Para ser más exactos, el desaparecido Billy Lee Palms. Antiguo hermano de la fraternidad y estrella del béisbol de Duke. Antiguo mejor compañero de Clu Haid. Hijo de la señora Mi-vida-es-un-papel-de-pared.

– ¿Te importa si ahora me quito la capucha? -preguntó Myron.

– En absoluto.

Myron levantó las manos y cogió la parte superior de la capucha. Se la quitó. Billy Lee estaba delante de él. O al menos lo que creyó que era Billy Lee. Como si el antiguo chico bonito hubiese sido secuestrado y reemplazado por esta versión obesa. Los antiguos prominentes pómulos de Billy Lee parecían maleables, la piel tersa ahora colgaba en pliegues, los ojos hundidos más que cualquier tesoro de pirata; su complexión, el gris de las calles después de la lluvia. Su pelo se veía grasiento y erizado como el de cualquier videojockey de la MTV.

Billy Lee también sujetaba lo que parecía una escopeta recortada a unos quince centímetros del rostro de Myron.

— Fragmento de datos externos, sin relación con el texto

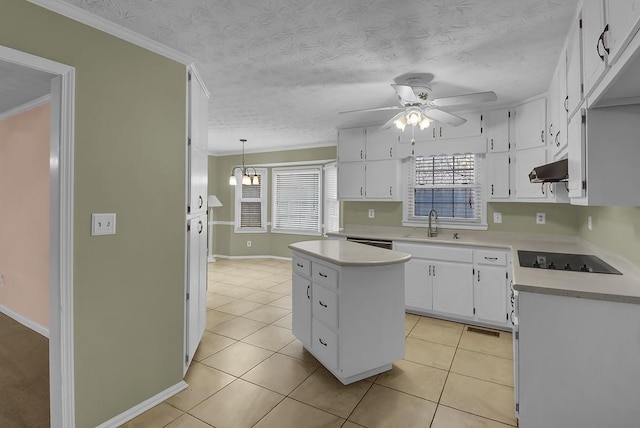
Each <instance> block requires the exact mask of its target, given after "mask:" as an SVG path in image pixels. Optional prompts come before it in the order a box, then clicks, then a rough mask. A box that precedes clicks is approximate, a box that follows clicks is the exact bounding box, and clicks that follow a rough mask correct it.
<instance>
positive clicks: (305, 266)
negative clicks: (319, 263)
mask: <svg viewBox="0 0 640 428" xmlns="http://www.w3.org/2000/svg"><path fill="white" fill-rule="evenodd" d="M291 263H292V265H293V271H294V272H297V273H299V274H300V275H303V276H306V277H307V278H309V277H311V260H307V259H304V258H302V257H300V256H293V261H292V262H291Z"/></svg>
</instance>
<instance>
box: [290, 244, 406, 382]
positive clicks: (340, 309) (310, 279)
mask: <svg viewBox="0 0 640 428" xmlns="http://www.w3.org/2000/svg"><path fill="white" fill-rule="evenodd" d="M292 268H293V290H292V302H293V311H292V312H293V318H292V329H293V334H294V335H295V336H296V337H297V338H298V339H299V340H300V341H301V342H302V344H303V346H304V347H305V349H307V350H308V351H309V352H311V353H312V354H313V355H314V356H315V357H316V358H317V359H318V361H320V362H321V363H322V364H323V365H324V366H325V367H326V368H327V369H328V370H329V371H330V372H331V373H333V375H334V376H336V377H337V378H338V379H339V380H340V381H341V382H342V383H343V384H345V385H346V384H349V383H352V382H356V381H358V380H361V379H364V378H366V377H369V376H372V375H374V374H377V373H381V372H383V371H385V370H389V369H390V368H391V365H392V363H393V362H394V361H396V360H399V359H402V358H403V357H404V263H397V264H387V265H382V266H376V265H373V266H372V265H366V266H339V265H336V264H333V263H329V262H327V261H326V260H321V259H318V258H315V257H311V256H309V255H307V254H303V253H299V252H297V251H295V250H294V251H293V262H292Z"/></svg>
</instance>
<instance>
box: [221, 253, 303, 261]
mask: <svg viewBox="0 0 640 428" xmlns="http://www.w3.org/2000/svg"><path fill="white" fill-rule="evenodd" d="M214 257H216V258H219V259H229V260H236V259H277V260H291V257H282V256H270V255H268V254H265V255H258V256H227V255H225V254H214Z"/></svg>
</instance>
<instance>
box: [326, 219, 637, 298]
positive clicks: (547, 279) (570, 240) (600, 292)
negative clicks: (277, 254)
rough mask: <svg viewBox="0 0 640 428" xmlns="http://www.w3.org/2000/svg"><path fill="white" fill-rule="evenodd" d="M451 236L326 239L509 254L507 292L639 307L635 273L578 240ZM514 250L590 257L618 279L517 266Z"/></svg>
mask: <svg viewBox="0 0 640 428" xmlns="http://www.w3.org/2000/svg"><path fill="white" fill-rule="evenodd" d="M456 232H457V233H458V235H459V239H453V233H454V232H453V231H451V230H448V229H444V230H440V231H439V236H438V237H435V238H427V236H426V229H415V230H410V231H409V232H407V229H402V228H380V229H379V230H378V228H364V227H362V228H360V227H358V228H353V229H347V230H345V231H344V232H341V233H334V234H330V236H335V237H346V236H349V237H357V238H368V239H388V240H392V241H404V242H422V243H429V244H444V245H463V246H464V245H468V246H482V247H495V248H505V249H510V250H511V251H512V254H513V288H514V289H516V290H519V291H526V292H533V293H544V294H554V295H559V296H570V297H579V298H588V299H597V300H609V301H615V302H624V303H634V304H640V268H638V267H637V266H635V265H633V264H631V263H629V262H628V261H626V260H624V259H622V258H621V257H618V256H616V255H614V254H611V253H609V252H607V251H605V250H603V249H601V248H599V247H597V246H595V245H593V244H591V243H590V242H587V241H585V240H583V239H581V238H579V237H575V236H562V235H544V234H521V233H509V232H490V231H471V230H457V231H456ZM518 250H529V251H548V252H557V253H574V254H593V255H595V256H598V257H600V258H601V259H602V260H604V261H605V262H607V263H608V264H610V265H611V266H613V267H614V268H616V269H617V270H619V271H620V272H621V273H622V275H608V274H599V273H584V272H568V271H563V270H547V269H534V268H527V267H520V263H519V260H518Z"/></svg>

– Sujeta lo que parece una escopeta recortada a unos quince centímetros de mi cara -dijo Myron para beneficio del móvil.

Billy Lee se rió. El sonido también era familiar.

– Bonnie Franklin -dijo Myron.

– ¿Qué?

– Anoche. Tú fuiste el que me pinchó con el bastón eléctrico.

Billy Lee abrió las manos.

– Bingo, nena.

Myron sacudió la cabeza.

– Está muy claro que tienes mucha mejor pinta con el maquillaje, Billy Lee.

Billy Lee se rió de nuevo y volvió a apuntar con la escopeta a Myron. Después le extendió la mano libre.

– Dame el teléfono.

Myron titubeó pero no mucho. Los ojos hundidos, una vez que Myron pudo verlos, estaban llorosos, desenfocados y teñidos de un rojo mate. El cuerpo de Billy Lee era un temblor. Myron estudió las mangas cortas y vio las huellas de las agujas. Billy Lee parecía el más salvaje e imprevisible de los animales: un drogadicto acorralado. Myron le dio el teléfono. Billy se lo llevó a la oreja.